決して充分に、とは言えないが、僕の音楽人生、それなりに様々なことに挑戦し、自分の適性を探って来た。
20才の頃のキャバレーでの酔客相手の演奏に始まって、様々なバンドによるライブ活動、アレンジの仕事、ドラマや映画、アニメ、CMなどの音楽、多くの曲作りなど、一通りやった。(そういえば歌やフルートに挑戦!もあった・・)

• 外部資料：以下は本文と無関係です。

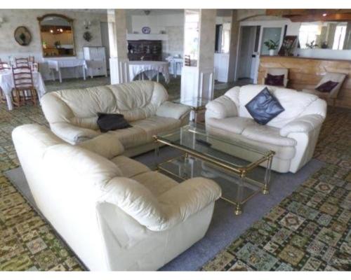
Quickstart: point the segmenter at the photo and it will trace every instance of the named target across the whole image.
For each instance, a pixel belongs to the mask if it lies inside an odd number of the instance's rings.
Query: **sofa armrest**
[[[94,138],[100,134],[95,130],[72,125],[67,122],[55,122],[50,125],[51,131],[71,144]]]
[[[158,198],[139,182],[114,177],[104,188],[98,203],[111,203],[153,231],[167,230],[218,199],[220,188],[212,180],[194,178]]]
[[[140,225],[152,229],[166,222],[166,217],[157,200],[140,183],[126,177],[114,177],[105,186],[98,204],[117,206]]]
[[[324,120],[324,118],[318,114],[303,115],[282,127],[279,134],[285,137],[290,133],[307,133],[321,125]]]
[[[200,177],[187,180],[158,197],[167,218],[162,224],[150,229],[170,229],[214,202],[221,194],[220,186],[212,180]]]
[[[77,146],[95,153],[109,160],[121,155],[124,147],[113,132],[107,132],[92,139],[80,142]]]
[[[206,118],[209,117],[221,119],[237,115],[237,105],[226,95],[222,95],[208,102],[206,108]]]
[[[173,118],[180,120],[190,111],[190,107],[166,101],[158,108],[156,115],[159,117]]]

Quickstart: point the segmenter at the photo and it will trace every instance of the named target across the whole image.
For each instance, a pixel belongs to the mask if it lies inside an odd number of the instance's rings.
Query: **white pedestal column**
[[[128,83],[129,70],[127,55],[126,12],[107,10],[110,40],[110,75],[111,84]]]
[[[198,34],[192,27],[196,26],[198,13]],[[180,98],[187,100],[193,98],[213,99],[214,52],[216,41],[216,10],[185,10],[184,55],[191,50],[194,66],[184,66],[182,69]],[[196,27],[195,27],[196,28]],[[187,34],[187,32],[188,32]],[[192,39],[192,36],[194,37]],[[198,42],[196,46],[196,42]],[[192,43],[194,42],[194,43]]]

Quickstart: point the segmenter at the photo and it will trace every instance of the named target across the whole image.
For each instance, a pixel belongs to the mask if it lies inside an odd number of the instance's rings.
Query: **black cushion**
[[[338,85],[338,82],[328,80],[327,82],[322,83],[319,87],[317,87],[316,90],[321,92],[330,92],[331,90]]]
[[[265,125],[284,111],[278,99],[267,88],[262,90],[245,107],[260,125]]]
[[[131,127],[121,114],[98,113],[98,125],[101,132]]]
[[[265,79],[265,84],[268,85],[284,85],[284,75],[271,75],[267,74]]]

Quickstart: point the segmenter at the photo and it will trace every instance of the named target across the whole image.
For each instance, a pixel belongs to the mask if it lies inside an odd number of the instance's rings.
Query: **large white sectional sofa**
[[[168,97],[161,84],[143,80],[49,92],[41,103],[51,130],[72,144],[101,134],[98,113],[123,114],[132,127],[112,133],[133,156],[154,148],[153,135],[188,123],[190,107]]]
[[[209,102],[205,115],[208,133],[274,150],[272,169],[296,172],[312,157],[326,114],[326,103],[316,95],[267,86],[285,111],[265,125],[258,124],[245,105],[266,85],[234,87]],[[247,160],[258,155],[248,149],[235,151]]]
[[[37,206],[88,269],[157,270],[204,237],[220,188],[152,172],[121,155],[119,139],[73,146],[39,125],[13,132]]]

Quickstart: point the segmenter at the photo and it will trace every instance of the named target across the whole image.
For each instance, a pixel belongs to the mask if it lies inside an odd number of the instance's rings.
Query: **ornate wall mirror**
[[[25,27],[17,27],[15,30],[15,40],[20,46],[28,46],[32,41],[32,35]]]
[[[351,50],[351,22],[303,22],[298,39],[301,48]]]
[[[43,55],[74,56],[73,20],[61,15],[48,14],[38,18]]]

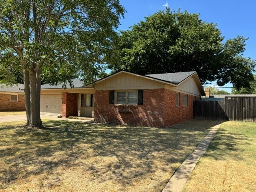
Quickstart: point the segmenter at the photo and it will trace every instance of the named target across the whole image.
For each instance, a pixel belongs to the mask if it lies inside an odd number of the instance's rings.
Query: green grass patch
[[[160,191],[215,122],[166,129],[43,120],[0,124],[1,191]]]
[[[256,124],[223,123],[183,192],[256,191]]]

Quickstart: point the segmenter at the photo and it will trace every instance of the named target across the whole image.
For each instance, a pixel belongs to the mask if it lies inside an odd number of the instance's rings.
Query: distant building
[[[236,97],[256,97],[256,94],[234,94],[226,95],[211,95],[209,89],[206,89],[205,90],[205,96],[202,96],[201,100],[204,101],[224,101],[225,97],[229,97],[234,96]]]

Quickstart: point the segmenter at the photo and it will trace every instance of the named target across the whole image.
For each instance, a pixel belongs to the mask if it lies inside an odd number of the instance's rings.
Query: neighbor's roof
[[[97,80],[100,78],[98,78]],[[84,85],[84,83],[79,79],[72,79],[73,82],[74,88],[85,88],[86,86]],[[62,89],[62,85],[63,83],[59,83],[57,85],[50,85],[50,84],[44,84],[41,86],[41,89]],[[67,88],[71,88],[69,84],[67,84]]]
[[[24,86],[23,84],[18,83],[12,86],[6,86],[4,84],[0,84],[0,92],[13,92],[15,93],[23,93]]]
[[[215,98],[214,97],[202,97],[201,100],[203,101],[224,101],[225,98]]]
[[[189,71],[177,73],[150,74],[145,75],[145,76],[178,85],[195,73],[196,73],[195,71]]]
[[[174,86],[178,86],[179,84],[182,83],[189,77],[192,76],[196,76],[197,77],[195,79],[195,80],[196,80],[196,83],[200,90],[202,94],[205,94],[204,88],[202,85],[201,82],[200,82],[200,80],[198,77],[196,72],[195,71],[141,75],[122,70],[113,73],[103,78],[99,78],[98,79],[97,79],[97,80],[94,82],[97,83],[102,81],[105,80],[108,78],[112,78],[115,75],[117,75],[120,73],[128,73],[144,78],[146,78],[164,83],[170,84]],[[72,81],[73,81],[73,84],[74,84],[74,88],[85,88],[88,87],[86,87],[86,86],[84,86],[83,82],[79,79],[73,79],[72,80]],[[51,86],[50,84],[46,84],[44,85],[42,85],[41,86],[41,88],[42,89],[61,89],[62,88],[63,84],[63,83],[60,83],[56,86]],[[89,87],[91,87],[91,86],[89,86]],[[69,85],[67,85],[67,88],[71,88],[71,87],[69,86]]]
[[[223,95],[210,95],[209,98],[225,98],[225,97],[256,97],[256,94],[223,94]],[[202,96],[202,98],[205,98],[205,96]]]
[[[73,84],[74,88],[82,88],[84,87],[83,83],[80,79],[72,79]],[[50,84],[45,84],[41,86],[41,89],[60,89],[62,88],[63,83],[60,83],[57,85],[51,86]],[[67,84],[67,88],[71,88],[69,84]]]

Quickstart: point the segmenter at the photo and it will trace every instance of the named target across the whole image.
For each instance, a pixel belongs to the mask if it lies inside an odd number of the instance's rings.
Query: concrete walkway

多くの取捨選択を繰り返してきて、今自然体で続けられていることは、サックス演奏とリラクセーション系音楽の創作、となった。
特に近年、一生懸命続けているのがストリート演奏。
演奏する方も聞く方も、何の制約もない。その場その時の気分で曲を決め、聞きたい人は立ち止まり、そうでない人は通り過ぎて行く。ちょっと足を止めてもピンとこなければさっさと行ってしまう。幸せを感じてくれたら投げ銭!時には「うるさい!」と文句を言われることも。全ては受け手の感性にお任せの真剣勝負。道行く人々の遠慮なしの反応が直に伝わってくるストリートは、時には修行の場でもある。
みんなにほんの少しの幸せを、と気持ちを込めれば、笑顔で返してくれる、その笑顔で僕も幸せを頂く。
路上でのそんな小さな幸せのやり取りが出来る、心の届く空間の広さは、せいぜい半径5メートルぐらいか。沢山のことを与えてくれる、教えてくれる、こんな空間に感謝!(東京都ヘブンアーティストのシステムに感謝!)出来る限り細く長くやって行きたい、と願う。(ただし、いつかは武道館!?)